Toen ik in het tweede jaar van mijn tweede studie zat, werd ik door een docent aangemoedigd mee te doen aan het prestigieuze concours “International Contest for Outstanding Students of the Japanese Language”. Nooit gehinderd door zelfonderschatting toog ik spoedig naar de Laan van Dinges te ‘s-Gravenhage, alwaar het concours plaats vond, in de statige villa van de Japanse ambassade.

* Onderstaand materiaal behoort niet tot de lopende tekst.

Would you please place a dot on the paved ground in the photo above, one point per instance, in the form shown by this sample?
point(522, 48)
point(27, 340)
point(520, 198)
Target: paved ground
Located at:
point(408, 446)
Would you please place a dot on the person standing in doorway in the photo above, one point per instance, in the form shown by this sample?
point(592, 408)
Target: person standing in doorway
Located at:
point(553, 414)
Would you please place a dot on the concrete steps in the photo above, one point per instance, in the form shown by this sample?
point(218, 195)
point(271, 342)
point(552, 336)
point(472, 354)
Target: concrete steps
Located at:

In de wachtkamer begreep ik de omvang van mijn overmoed. Alle aanwezigen zaten in het laatste jaar van hun studie. Ze keken meewarig naar mij, die driftig doorging met wat ik de hele reis had gedaan: Japanse karakters in mijn hoofd stampen. Ik nam altijd overal mee een zakschriftje vol met die rabiate dingen, die zo vreselijk zijn om te leren en des te makkelijk om te vergeten. Elke student Japans of desnoods Chinees (het Chinese schrift is makkelijker) zal dit beamen. Ik zat daar dus ijverig te blokken, onder de neerbuigende blikken van mijn opponenten. Zij maakten daar zelfs opmerkingen over, zo van “Goshie, ben jij nog met karakters bezig? Dat doen we al lang niet meer hoor.” Na het schriftelijk onderdeel werden wij één voor één binnen geroepen.

Ik won.

Dat betekende dat ik voor drie weken naar Japan moest, als afgevaardigde van Nederland te midden van een bonte stoet studenten Japanologie uit de hele wereld. En dus mijn kleuter achter moest laten bij zijn stokoude vader, een figuur van de bovenste plank, zware alcoholist en notoire verwaarlozer van baby’s.
Ik deed het toch.

Ik bleek eersteklas te vliegen. Eersteklas is altijd een onvoorstelbare luxe, maar JAL-eersteklas was een verhaal apart. Ongekend hightech comfort in die grijze vroege jaren negentig, met individuele schermpjes vol hoogstaand technisch kunst- en vliegwerk, dat voor de normale mens nog niet bestond. Hebt u de film Oblivion gezien? Dat werk. Ter vergelijking: in de economy waren er nog helemaal geen schermen zoals nu. Het lekkerste eten werd ons voorgeschoteld (kaviaar!), de duurste cognacs en champagnes (naar believen!), de stoel werd in een handomdraai een heus bed en we vlogen de snelste route: 11 uur, straal boven de Sovjet Unie. Wat een verschil met de 33 uur die het me elke keer kostte als ik die reis uit eigen zal betaalde.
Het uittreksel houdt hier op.